Sociabilités intellectuelles

 

 

A la suite de Michel Winock consacrant une longue étude à Esprit ou d'Auguste Anglès étudiant les premières années de la Nouvelle Revue Française[13], Jean-François Sirinelli a insisté sur la fonction des publications périodiques dans la construction de sociabilités intellectuelles; car le fonctionnement concret d'une revue et de son comité de rédaction, les diverses réunions accompagnant le projet de tel ou tel numéro spécial, les manifestations organisées pour la sortie d'une livraison, sont autant d'occasions privilégiées pour que fermente, mûrisse et parfois se cristallise le débat d'idées[14]. Appliqué aux échanges intellectuels internationaux au travers du cas de l'influence de Maritain en Amérique du Sud, ce schéma ne perd rien de sa pertinence si l'on considère la véritable inflation de publications qui, à partir des années 1940, revendiquent l'héritage maritainien et participent à l'élaboration de stratégies de diffusion à grande échelle.

  

L'un des exemples les plus révélateurs en la matière est celui de la revue chilienne Política y Espíritu, fondée en 1945 à l'initiative de quelques maritainiens de la première heure qui avaient précocement rallié les positions du philosophe sur la guerre civile espagnole. Avec un tirage moyen de 1500 à 2000 exemplaires, de périodicité mensuelle au départ, cette publication se place dès son premier numéro sous le patronage du philosophe, puisqu'un éditorial décrivant le versant du catholicisme auquel la revue estime appartenir affirme que, d'un point de vue intellectuel, «elle s'inspire d'une pléiade de philosophes et d'écrivains français et d'autres nationalités, au premier rang desquels se situe Jacques Maritain »[15]. En publiant régulièrement des articles du philosophe ou sur l'œuvre du philosophe, elle contribue activement à la popularisation de son œuvre au Chili, mais aussi sur l'ensemble du sous-continent où elle jouit d'une audience importante. De plus, en convoquant des auteurs de nationalités diverses dans la plupart de ses numéros, elle joue un rôle essentiel dans l'élaboration d'une sociabilité intellectuelle internationale autour du maritainisme: la livraison de mai 1947 réunit ainsi des collaborateurs chiliens, uruguayens, argentins et brésiliens qui ont tout le loisir de confronter leur vision de Maritain[16]. On observe une logique comparable en Argentine avec les revues Orden Cristiano, Estrada, Civilización ou Esquíu, à ceci près qu'elles doivent composer avec un contexte infiniment plus défavorable qu'au Chili, celui du péronisme triomphant qui limite considérablement la liberté d'opinion.
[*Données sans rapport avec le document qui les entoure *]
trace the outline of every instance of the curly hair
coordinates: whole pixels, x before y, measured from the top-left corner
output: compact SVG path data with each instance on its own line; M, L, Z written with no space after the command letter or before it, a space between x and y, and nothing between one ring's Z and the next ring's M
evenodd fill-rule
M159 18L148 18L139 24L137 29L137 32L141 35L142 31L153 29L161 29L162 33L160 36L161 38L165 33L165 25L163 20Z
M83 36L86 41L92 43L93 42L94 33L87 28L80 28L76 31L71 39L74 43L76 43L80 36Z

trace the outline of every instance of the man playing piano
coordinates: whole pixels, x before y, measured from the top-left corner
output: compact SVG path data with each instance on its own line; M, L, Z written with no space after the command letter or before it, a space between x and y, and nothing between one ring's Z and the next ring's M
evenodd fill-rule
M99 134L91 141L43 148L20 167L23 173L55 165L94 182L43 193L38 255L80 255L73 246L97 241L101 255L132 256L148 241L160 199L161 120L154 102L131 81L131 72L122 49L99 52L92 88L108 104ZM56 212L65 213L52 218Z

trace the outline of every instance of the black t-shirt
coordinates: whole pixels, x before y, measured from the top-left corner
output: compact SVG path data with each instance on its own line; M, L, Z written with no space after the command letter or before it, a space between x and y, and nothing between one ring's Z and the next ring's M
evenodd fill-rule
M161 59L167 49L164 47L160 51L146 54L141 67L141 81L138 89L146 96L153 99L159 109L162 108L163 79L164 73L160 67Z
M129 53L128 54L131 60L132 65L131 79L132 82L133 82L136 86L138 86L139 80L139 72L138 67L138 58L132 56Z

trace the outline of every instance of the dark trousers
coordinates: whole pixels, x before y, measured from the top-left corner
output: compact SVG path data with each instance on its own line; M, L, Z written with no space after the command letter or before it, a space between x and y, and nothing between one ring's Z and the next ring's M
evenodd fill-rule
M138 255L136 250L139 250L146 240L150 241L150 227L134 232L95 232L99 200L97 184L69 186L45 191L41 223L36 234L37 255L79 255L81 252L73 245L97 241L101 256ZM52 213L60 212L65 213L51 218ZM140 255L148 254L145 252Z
Au final, c'est toute une presse d'obédience maritainienne qui fleurit en Amérique du Sud dans les années 1940, permettant aux disciples du philosophe jusque là isolés ou réunis en cercles restreints de jeter les bases d'une internationale maritainienne. A cela s'ajoute, on ne saurait l'oublier, l'audience importante que recueillent en Amérique latine - et particulièrement dans le cône Sud - des revues françaises qui publient régulièrement des articles de Maritain: Esprit, la Nouvelle Revue Française ou La Vie Intellectuelle comptent plusieurs centaines d'abonnés francophones outre-Atlantique, à l'écoute du renouveau catholique européen.

 

 La création de maisons d'édition vouées à la diffusion du maritainisme, au sortir de la Seconde Guerre mondiale, participe d'une logique similaire et contribue elle aussi à une plus ample diffusion de l'œuvre de Maritain. En mai 1944, son principal disciple brésilien, Alceu Amoroso Lima, lui annonce la fondation des éditions Agir dont l'objectif est de «voir [ses] idées pénétrer chaque jour davantage les milieux culturels brésiliens, et particulièrement nos milieux catholiques encore si retardés et déformés par de mauvais guides intellectuels»[17]. De manière presque simultanée naît à Santiago du Chili l'Editorial del Pacífico, dont l'un des collaborateurs écrit à Maritain qu'il publiera des ouvrages traitant de questions politiques, économiques, sociales ou religieuses dans la perspective du maritainisme, ainsi que des traductions du philosophe comme il se doit[18]. Le résultat ne se fait pas attendre, puisque la plupart des livres de Maritain sont traduits en castillan et en portugais - à l'initiative de maisons hispano-américaines et brésiliennes, et non espagnoles ou portugaises- à la fin des années 1940, et que l'on identifie désormais un réseau cohérent de traducteurs qui collaborent d'un pays à l'autre. Le dynamisme des stratégies éditoriales élaborées en Amérique du Sud semble atteindre son paroxysme au début de la décennie suivante. En 1951 paraît, à Chicago et en anglais, Man and the State qui parachève la trajectoire philosophico-politique de Maritain; et ce n'est pas sans surprise que l'on observe qu'une traduction en castillan est réalisée à Buenos Aires en 1952 avant même que L'homme et l'État ne paraisse à Paris en 1953. C'est dire toute l'efficacité de ces nouvelles stratégies éditoriales qui permettent au maritainisme de sortir du ghetto dans lequel il était confiné lors de ses premiers pas outre-Atlantique.

 

 

Sociabilités politiques

 

 Les années d'après-guerre sont également celles où les maritainiens de la première heure tentent de convertir sur le terrain politique le legs intellectuel de Maritain[19], et où émergent en conséquence de nouvelles pratiques de diffusion qui viennent se superposer -et non se substituer- à celles qui prévalaient auparavant. L'un des enjeux de cette dernière étape réside dans la transmission des principaux linéaments du maritainisme hors du monde des élites intellectuelles, notamment à destination de militants qui n'ont pas nécessairement fait d'études supérieures et dont la formation philosophique est réduite à sa plus simple expression.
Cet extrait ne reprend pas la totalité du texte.